Almost any file you receive via e-mail could potentially have a virus attached to it. It may be sent maliciously from someone who is trying to get past your computer's security, or it may be from someone who has no idea that his computer is infected and unwittingly passes the virus on. There is no way to eliminate the risks associated with opening e-mail attachments, but there are ways of limiting them. Fortunately, most of them are easy and require little more than what should be on your computer already.

Assume the worst. If you receive an e-mail attachment from someone you don't know and that you have no reason to be in contact with, do not open it. If you are uncertain, attempt to get in contact with the sender to make sure the attachment is safe. If she doesn't answer, or the answer isn't satisfactory, don't open it.

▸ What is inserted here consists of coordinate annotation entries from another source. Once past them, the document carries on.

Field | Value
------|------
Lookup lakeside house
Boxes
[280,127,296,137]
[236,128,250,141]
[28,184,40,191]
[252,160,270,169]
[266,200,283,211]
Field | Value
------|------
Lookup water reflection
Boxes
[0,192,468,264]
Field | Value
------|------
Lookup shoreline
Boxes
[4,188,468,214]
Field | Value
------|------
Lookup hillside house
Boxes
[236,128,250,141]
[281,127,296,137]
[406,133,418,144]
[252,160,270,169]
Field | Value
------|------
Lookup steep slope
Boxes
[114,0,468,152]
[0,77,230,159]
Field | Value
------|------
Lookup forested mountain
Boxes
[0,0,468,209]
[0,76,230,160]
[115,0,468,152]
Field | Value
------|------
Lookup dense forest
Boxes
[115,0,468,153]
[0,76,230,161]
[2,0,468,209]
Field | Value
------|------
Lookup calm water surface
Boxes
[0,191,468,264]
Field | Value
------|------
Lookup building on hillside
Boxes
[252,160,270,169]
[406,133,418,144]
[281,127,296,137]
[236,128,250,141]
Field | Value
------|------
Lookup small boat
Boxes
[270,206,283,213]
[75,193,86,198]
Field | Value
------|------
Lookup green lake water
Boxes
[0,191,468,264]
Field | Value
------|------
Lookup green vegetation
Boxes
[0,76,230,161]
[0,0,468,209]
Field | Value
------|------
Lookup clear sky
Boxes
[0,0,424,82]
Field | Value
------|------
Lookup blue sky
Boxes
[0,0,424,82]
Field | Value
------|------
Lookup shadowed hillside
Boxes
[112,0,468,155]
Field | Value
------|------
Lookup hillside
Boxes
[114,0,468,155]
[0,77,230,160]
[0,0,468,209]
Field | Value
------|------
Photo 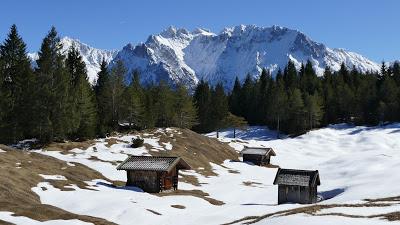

Do not open an e-mail attachment on a computer that does not have an antivirus program installed. Most security programs on the market will protect against most viruses sent via e-mail. An ideal antivirus program will automatically update to protect the user against new threats.

Do not open any executable file you receive via e-mail if at all avoidable. Many e-mail providers will not even allow users to send or receive executable files, but this is not universal. Malicious software is much more likely to be found in an executable file than any other type.

Scan any file with an antivirus program before opening. While executable files are more dangerous than other types of files, even a Microsoft Word document can have viruses attached to it. Do not open any file that hasn't been scanned first, even if it's passed through your e-mail provider's security software with no flags raised.


These steps will reduce the risk of opening attachments, but the risks still exist. Make sure to back up any important work frequently, in the event of a software problem.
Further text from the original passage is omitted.